What I did wasn’t particularly harmful, but that posture – of trying to grasp something that really relieve what ails us – is the basic posture of so much sin. The original grasping was Adam and Eve reaching for the apple. But, that wasn’t the first sin, but the second. Adam and Eve had been made in the image and likeness of God, and their first sin was to doubt that. The serpent came and said to them, “Do you want to be like God? Then, reach out, take and grasp this thing, this apple?” If Adam and Eve had really believed that they were who God created them to be, that they were like God, they’ve have instantly rejected this as ridiculous. But, they didn’t. They reached out and grasped.

And we do this too. In fact, we’re mired in it. We live in fear and anxiety and doubt, doubting we are wonderfully and fearfully made, doubting that we are made like God, not in our power, but in our capacity for love. So, we grasp. We think that if we just grasp the right things, and hold on for dear life, we’ll find security. But, it’s never enough. That’s where jealousy comes from: when we think someone else has grasped more than us. That’s where pride comes from: when we think we’ve grasped more than them. That’s what makes it hard to be generous: because we fear that if we let go of what we’re grasping, we’ll be nothing. Well, we’re not nothing: we’re made in the image and likeness of God, not called to power, not called to security, but to risky, fragile open-handed love, the kind of love that doesn’t grasp, the kind of love that’s open-handed and in its open-handedness can receive gives that could never be grasped.

But God never gives up on us. God sent prophet after prophet to tell His people to stop grasping, to open their hands, to trust and to love. But it wasn’t enough. So, He sent His only son, to show us what divine love looks like with a human face, to show us that human weakness, human fragility is no contradiction to divine love. And just that, wouldn’t be enough either. So, he claims us anew in baptism.

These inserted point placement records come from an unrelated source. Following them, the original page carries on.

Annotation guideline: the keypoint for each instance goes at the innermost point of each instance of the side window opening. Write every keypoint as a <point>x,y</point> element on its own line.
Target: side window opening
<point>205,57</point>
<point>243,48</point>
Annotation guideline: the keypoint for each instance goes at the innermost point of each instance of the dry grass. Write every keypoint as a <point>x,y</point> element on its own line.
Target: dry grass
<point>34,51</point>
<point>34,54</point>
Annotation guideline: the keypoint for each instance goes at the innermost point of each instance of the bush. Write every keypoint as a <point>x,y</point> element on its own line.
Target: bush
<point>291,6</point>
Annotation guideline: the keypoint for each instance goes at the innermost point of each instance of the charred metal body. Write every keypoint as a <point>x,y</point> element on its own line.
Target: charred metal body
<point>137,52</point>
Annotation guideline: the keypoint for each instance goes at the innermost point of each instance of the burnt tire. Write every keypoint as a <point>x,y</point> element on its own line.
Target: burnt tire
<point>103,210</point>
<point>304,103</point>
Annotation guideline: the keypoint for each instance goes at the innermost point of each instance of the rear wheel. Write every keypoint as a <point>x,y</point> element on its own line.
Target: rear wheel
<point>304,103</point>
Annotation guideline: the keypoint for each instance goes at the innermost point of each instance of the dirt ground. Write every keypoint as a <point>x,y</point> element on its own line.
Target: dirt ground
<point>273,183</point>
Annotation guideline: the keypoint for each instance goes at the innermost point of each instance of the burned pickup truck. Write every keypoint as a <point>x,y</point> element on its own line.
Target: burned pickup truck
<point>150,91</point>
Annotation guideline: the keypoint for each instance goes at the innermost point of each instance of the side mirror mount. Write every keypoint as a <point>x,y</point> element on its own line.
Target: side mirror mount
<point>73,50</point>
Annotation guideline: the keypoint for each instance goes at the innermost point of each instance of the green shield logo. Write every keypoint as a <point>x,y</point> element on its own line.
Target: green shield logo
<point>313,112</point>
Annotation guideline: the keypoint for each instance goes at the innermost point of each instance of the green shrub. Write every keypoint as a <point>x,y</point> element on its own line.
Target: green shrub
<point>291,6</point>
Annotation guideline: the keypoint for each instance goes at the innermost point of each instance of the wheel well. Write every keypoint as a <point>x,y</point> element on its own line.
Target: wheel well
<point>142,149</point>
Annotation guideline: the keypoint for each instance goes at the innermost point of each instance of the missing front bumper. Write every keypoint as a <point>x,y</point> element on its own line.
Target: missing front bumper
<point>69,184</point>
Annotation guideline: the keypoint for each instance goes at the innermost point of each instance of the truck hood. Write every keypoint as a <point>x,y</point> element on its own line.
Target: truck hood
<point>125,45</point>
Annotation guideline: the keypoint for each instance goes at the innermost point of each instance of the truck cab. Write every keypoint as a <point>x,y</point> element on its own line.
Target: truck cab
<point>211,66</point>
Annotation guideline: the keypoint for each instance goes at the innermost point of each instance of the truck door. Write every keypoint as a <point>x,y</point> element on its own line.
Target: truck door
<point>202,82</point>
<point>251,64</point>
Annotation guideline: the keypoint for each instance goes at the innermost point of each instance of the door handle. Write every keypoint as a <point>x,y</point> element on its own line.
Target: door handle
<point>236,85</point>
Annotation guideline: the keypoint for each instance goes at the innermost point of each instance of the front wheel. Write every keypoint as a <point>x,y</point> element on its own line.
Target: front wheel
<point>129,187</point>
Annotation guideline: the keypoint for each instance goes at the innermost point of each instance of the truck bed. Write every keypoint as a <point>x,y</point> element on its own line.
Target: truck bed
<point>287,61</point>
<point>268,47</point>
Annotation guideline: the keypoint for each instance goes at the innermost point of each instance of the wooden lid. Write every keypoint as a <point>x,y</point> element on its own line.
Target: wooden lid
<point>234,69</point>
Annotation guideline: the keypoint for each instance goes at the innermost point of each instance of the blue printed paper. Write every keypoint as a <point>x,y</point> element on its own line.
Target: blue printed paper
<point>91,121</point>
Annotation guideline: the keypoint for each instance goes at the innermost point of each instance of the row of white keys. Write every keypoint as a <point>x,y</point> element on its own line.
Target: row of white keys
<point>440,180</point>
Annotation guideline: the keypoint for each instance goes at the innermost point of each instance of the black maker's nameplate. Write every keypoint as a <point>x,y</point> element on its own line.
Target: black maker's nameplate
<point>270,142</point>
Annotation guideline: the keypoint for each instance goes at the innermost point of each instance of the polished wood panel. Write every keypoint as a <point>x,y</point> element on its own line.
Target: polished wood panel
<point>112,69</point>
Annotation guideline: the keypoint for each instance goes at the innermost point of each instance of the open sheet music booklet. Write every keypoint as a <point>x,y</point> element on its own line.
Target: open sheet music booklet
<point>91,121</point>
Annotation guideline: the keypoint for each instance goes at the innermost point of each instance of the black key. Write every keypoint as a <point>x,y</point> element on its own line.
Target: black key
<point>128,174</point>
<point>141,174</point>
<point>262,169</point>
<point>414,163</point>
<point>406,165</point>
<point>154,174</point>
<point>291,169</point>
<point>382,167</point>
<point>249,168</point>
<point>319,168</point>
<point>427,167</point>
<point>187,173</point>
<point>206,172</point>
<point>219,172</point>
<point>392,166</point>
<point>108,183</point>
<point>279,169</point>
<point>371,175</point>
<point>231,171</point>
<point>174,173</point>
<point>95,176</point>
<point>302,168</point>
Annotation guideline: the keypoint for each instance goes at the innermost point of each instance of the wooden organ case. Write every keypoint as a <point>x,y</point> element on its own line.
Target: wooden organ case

We, who were already His, have been claimed anew, have heard God declare, “This is my beloved daughter, this is my beloved son.” We have been filled with the Spirit, who dwells closer to us than we do to ourselves, prayers for us in sighs too deep for words, and keeps on acting to remind us who we are, and bring us closer to Christ.

In our gospel, we heard that Jesus’ relatives were some of the slowest to accept who he was. In another part of Mark’s gospel, we hear that it was precisely because he was too familiar that they couldn’t accept him as who he was, as divine love with a human face. And there’s a sure sign, that we’ve lost sight of being made in the image and likeness of God, that our neighbors are made in the image and likeness of God, that when we see someone who is too like us, we can’t see God in them.

At the end of the gospel, Jesus has something very important to say, that we only normally hear about two thirds of. He says that whoever does his word is his brother and sister and mother. And we normally hear about the first two thirds of that: that Jesus is our brother. And that’s amazing enough! That we have that closeness to Jesus, that we’re growing in family resemblance. But, we don’t hear the last part, that if we do Jesus’ word, we can become his mother.

That’s how bold God’s dream is for us, that all of us would follow Mary’s vocation. We know, some of you a lot more personally than me, that the life of a mother is nothing easy, is not always even safe. The life of a mother is a risky life, a loving life, in which a mother gives of her own body that another may have life. The life of the Christian is the same. To take up your cross and follow Christ is surely nothing easy, is a life of sacrifice. But, Jesus assures us that when we do his word, Christ takes on flesh anew.

That’s a bold dream for God to dream of us, but God’s dreams aren’t futile. We are made in the image and likeness of God, and we are called to act with an open-handed love, not grasping, and assured that when we do Christ himself takes on flesh in our actions. And we’re not perfect at this, sometimes we fail pretty spectacularly. But, God is never done with us. God is always acting to form us, to be more assured that we are like God and are called to move ever deeper into that life, to love like God. For in the end, freely choosing love forever, is precisely what heaven is. And that’s God’s great dream for us.